The Batman grabs me and growls, “Edward Nigma.”
And I say, in as dignified a tone as any man can manage when he’s being held off the floor, “Oh my god please don’t hurt me.”
“That depends on if you cooperate,” says the Batman.
“I’ll-tell-you-anything-you-want-to-know-in-exchange-for-leniency-and-witness-protection,” say I, because I’d had a lot of time to stew on this subject. And — coincidentally — because my noncompete contract with Competitron was tied to my legal identity.
This seems to give the Batman pause, in much the way I imagine it gives James Bond pause to find that the bombmaker is a little old man locked in a back room who hasn’t seen his daughter in a month. “Go on,” he says.
So I explain the past six months to him, and when I’m finished, he says, “You need help, Nigma.”
And I’m like, “Yeah, that’s fair, because I sort of became a supervillain because I don’t know how to say no to people and that might be a red flag, you know?”
So I end up in Arkham.
Arkham Asylum has a bit of a reputation as a revolving door for criminals, which I think isn’t really fair. It’s a great place! I got housed, and fed, and I got the first anxiety medication I’ve ever had in my life, which is a great time — and I had to pay for none of this, because in fact the state paid for it for me — and in exchange all I had to do was learn my truth and spend time in the same room as people who weren’t allowed sharp objects except under close supervision. Three months later, I’m out on parole, and the Batman even pulled some strings to make sure I got a new job under Wayne Enterprises’ felon employment program.
So I walk into Wayne Enterprises, my first day on the job, and who is there to meet me in the lobby but Bruce Wayne himself. You may not know this, if you have not looked at a screen or piece of printed media for years, but Bruce Wayne is a very attractive man. He looks like an actor playing a billionaire. You know what I mean? Most billionaires look like the portrait of Dorian Gray after all the sodomy, like they sank all their lifeforce itself into accumulating more money than any human being can possibly spend. They look like Emperor Palpatine after killing the Jedi. But apparently the stories about Bruce Wayne are true, because the man looked like a walking fashion shoot for three-piece suits. I expected to see photographers in every corner of the room, flashing their cameras and occasionally vamping, “Work it, baby! You’re perfect! Now let’s see that three-quarter angle!”
What I am saying is that it is very hard for folks of a certain persuasion not to focus on the man’s lips.

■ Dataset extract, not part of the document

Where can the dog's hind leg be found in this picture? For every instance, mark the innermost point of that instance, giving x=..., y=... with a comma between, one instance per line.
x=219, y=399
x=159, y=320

But I, with my newfound self-assurance, did not even hesitate. I walked right up to Bruce fucking Wayne and shook his hand, you know, that nice strong manly kind of handshake where you both grip the other person’s forearm like you’re about to do a judo kata, and I start to say, “Bruce Wayne. I love your work.”
But I’ve been meticulously studying the shape of the man’s jawline since the moment I walked into the room, and suddenly I realise where I’ve felt that grip before, because it was arresting me in my office three months earlier. So instead of “work,” what actually comes out is “your hands on me.”
“Bruce Wayne. I love your hands on me.”
He freezes. Everyone in the room freezes. It feels like Mr. Freeze has just passed through and flash-frozen the entire room. My life flashes before my eyes. All I can think is that I’ve screwed up my fresh start completely from word one, because I’m so socially awkward I have no idea what the proper etiquette is for realising your new employer spends his nights as a vigilante detective. My only hope to salvage this situation is to explain what happened so we can both laugh it off and move on with our lives.
Instead, my panicked brain assesses the situation and decides that its best defense is to demonstrate to the world that Bruce Wayne is more than he appears.
And that, Dr. Strange, is how I ended up back in Arkham for assault and battery.